LeBron James, “Read to Achieve” (2007)
It’s funny watching LeBron, just four seasons into his NBA career, interact so stiffly with his future Trainwreck co-star Bill Hader, who plays commercial director Mike Underballs. There’s just so little chemistry, though James displays his natural comedic prowess as he gets increasingly angry at Jason Sudeikis’s aggressively cocky PA. It’s also hilarious, in hindsight, to hear Sudeikis crack, “We should get Dwyane Wade anyway. At least he’s got a ring,” as James was just a few years away from infamously joining Wade in Miami and getting his first championship. (Watch it here.)
Eli Manning, “Little Brothers” (2008)
Eli Manning’s entire life was and always will be spent in elder brother Peyton’s shadow. To their credit, the siblings — whose father was also an NFL quarterback — had a decent sense of humor about it throughout their Super Bowl–winning careers, with Eli known as the kinda dopey, less-talented son. Even on SNL, he had to follow Peyton’s “United Way” hit a year later and, thankfully, SNL addressed the rivalry head on with “Little Brothers,” a slightly different charity parody. The premise is simple: After years of bullying, Manning is channeling his pent-up rage by helping kids violently exact revenge on their brothers. The kicker here is, rather than leaving the real-life circumstances unacknowledged, Eli yells, “Maybe now you’ll treat your younger brother with some respect, Peyton!” while kidnapping Andy Samberg. Manning, a massive Seinfeld fan, also showed off his comedy chops in a courtroom sketch where he’s forced to recite his horribly thirsty text messages under oath. (Watch it here.)

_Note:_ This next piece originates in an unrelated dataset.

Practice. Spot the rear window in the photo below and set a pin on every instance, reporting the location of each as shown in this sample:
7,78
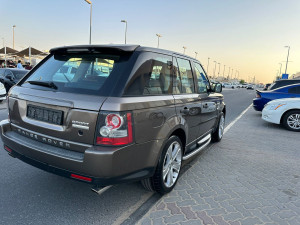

Charles Barkley, “Last Call” (2018)
Barkley is the only non-wrestling athlete to host multiple times, coming to 30 Rock in 1993, 2010, 2012, and 2018. It’s especially admirable considering that Kenan Thompson has impersonated him several times, poking fun at the former Sixer and current NBA analyst’s massive gambling losses. It’s hard to pick the Round Mound of Rebound’s best sketches, as he’s been pretty good in “Daily Affirmation,” “The Haney Project,” “Scared Straight: Trespassing,” and the cut-for-time “Star Warriors,” where he played a character who can’t understand the languages of Star Wars characters. So, in fairness, we’ll just go with the final sketch of Barkley’s most recent episode, a “Last Call” with Kate McKinnon’s horrifically horny Sheila Sovage. On top of the usual tragic come-ons that happen in these sketches, Barkley and McKinnon go above and beyond with a make-out session aided by dental mouth openers. Watch at your own risk of gagging.